LIT_Andrew Solomon_young pic.jpg

For 29 years, I thought my father was soulless and inhuman. Then, on one page of Solomon’s incisive book, I found a person. Looking back, I realize that my father was massively depressed. This is not to excuse his bad behavior, or the emotional effects it still has on our family. My brother, my mother, and I are continually rebuilding our relationships. My father’s depression will certainly not make up for the damage it’s had on my own and my brother’s mental development as children. Scientific studies have revealed that individuals who grow up in abusive homes have higher stress responses which release cortisol. Continual and high releases of cortisol has been shown to negatively effect the hippocampus, which plays a role in the ability to remember new information. To make matters worse, increased stress on the brain has shown measurable reduction in the size of the amygdala, which performs a primary function in the processing of memory, decision-making, and emotional reactions. Intelligence is measured by one's ability to retain information, and abuse is detrimental to this intellectual development.
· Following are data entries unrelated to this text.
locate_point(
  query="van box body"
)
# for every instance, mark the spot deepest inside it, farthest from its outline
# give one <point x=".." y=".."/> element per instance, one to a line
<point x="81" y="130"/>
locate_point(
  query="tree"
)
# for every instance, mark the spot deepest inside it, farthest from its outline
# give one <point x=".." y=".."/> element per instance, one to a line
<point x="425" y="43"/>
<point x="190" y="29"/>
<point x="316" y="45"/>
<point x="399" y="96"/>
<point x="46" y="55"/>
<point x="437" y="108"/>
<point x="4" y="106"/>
For example, my 23-year-old brother complains about his poor memory. Even the smallest decisions tend to incapacitate him. Constant anxiety makes it hard for him to develop relationships. He's a smart and empathic person, but he has a distorted perception of himself that often manifests in antisocial behaviors. He has the debilitating fear of failure – in everything, even the smallest social interactions – that causes him to retreat from the world. There was a point when my brother was happy as a child. I have faith that he will be able to live a healthier less pained life if only he learns how to recognize this amorphous disease, we call depression. Studies show brain plasticity (changes in brain matter manifest as changes in our abilities, and vice versa) well into old age, meaning that there's hope to build new neural pathways from the trenches dug into our minds by depression.
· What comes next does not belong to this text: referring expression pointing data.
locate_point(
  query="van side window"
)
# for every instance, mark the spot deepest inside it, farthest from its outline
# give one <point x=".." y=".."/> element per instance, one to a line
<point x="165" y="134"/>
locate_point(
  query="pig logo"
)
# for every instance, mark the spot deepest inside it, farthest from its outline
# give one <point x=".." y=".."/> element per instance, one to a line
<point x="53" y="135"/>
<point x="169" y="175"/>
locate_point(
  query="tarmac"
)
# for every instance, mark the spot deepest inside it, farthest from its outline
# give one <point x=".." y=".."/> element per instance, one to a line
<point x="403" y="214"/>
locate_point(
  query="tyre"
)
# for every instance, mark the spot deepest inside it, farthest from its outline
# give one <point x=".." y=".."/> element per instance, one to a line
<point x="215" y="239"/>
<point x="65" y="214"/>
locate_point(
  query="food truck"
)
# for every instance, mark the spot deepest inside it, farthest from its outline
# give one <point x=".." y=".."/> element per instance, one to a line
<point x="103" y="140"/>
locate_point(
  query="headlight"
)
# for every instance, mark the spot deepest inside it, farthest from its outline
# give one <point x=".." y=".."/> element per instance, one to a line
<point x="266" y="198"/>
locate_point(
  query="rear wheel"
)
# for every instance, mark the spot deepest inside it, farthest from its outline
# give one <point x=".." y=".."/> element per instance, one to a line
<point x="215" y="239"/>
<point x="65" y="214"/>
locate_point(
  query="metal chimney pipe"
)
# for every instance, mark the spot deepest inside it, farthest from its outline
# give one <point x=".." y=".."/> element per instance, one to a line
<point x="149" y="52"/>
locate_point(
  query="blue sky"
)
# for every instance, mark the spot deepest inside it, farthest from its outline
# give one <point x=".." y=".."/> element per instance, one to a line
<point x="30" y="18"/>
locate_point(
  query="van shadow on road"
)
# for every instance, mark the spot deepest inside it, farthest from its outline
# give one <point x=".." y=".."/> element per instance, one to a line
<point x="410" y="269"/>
My father was a ticking time bomb. He slept a lot, and would go hours without speaking, then suddenly, he would lash out. He ruined every holiday, birthday, vacation, and even our sit-down meals, until our family stopped eating together at all. He referred to my mom as a whore. He kicked me in the stomach when I was five years old, because I couldn’t get out of his way fast enough. He was less abusive to my brother, but no less harmful.

Most traditional Chinese men value their sons more than their daughters, but he still neglected the most basic needs of my brother. There was no hope for my father, he was too proud to admit that he needed help, and probably too scared of being emasculated. I don't even know if he knew he was depressed. But I assume because of his behavior that he at least knew he was angry. To re-quote Solomon, “The batterer who believes that hitting his wife is the only way for him to exist in the world manifestly buys into the idea that emotional pain is always a call to action, and that emotion without action negates him as a man.” He was a terrible father, but he’s a human being, and he was suffering. I know that now.

Solomon uses the personal and the impersonal, the anecdotal and factual, to build what I can only call the most humane overview of an affliction that is essentially invisible and grossly misunderstood by all except those who are experiencing it. Solomon aptly quotes Emily Dickinson, who described depression as “a funeral in the brain.” The symptoms are mercurial and idiosyncratic to the individual, and because most of us who suffer depression have all our limbs and no visible deformities, it’s hard to perceive that anything is wrong. To most, a person who can’t interact with the world should be avoided, except she might be someone’s mother, or sister, worthy of empathy.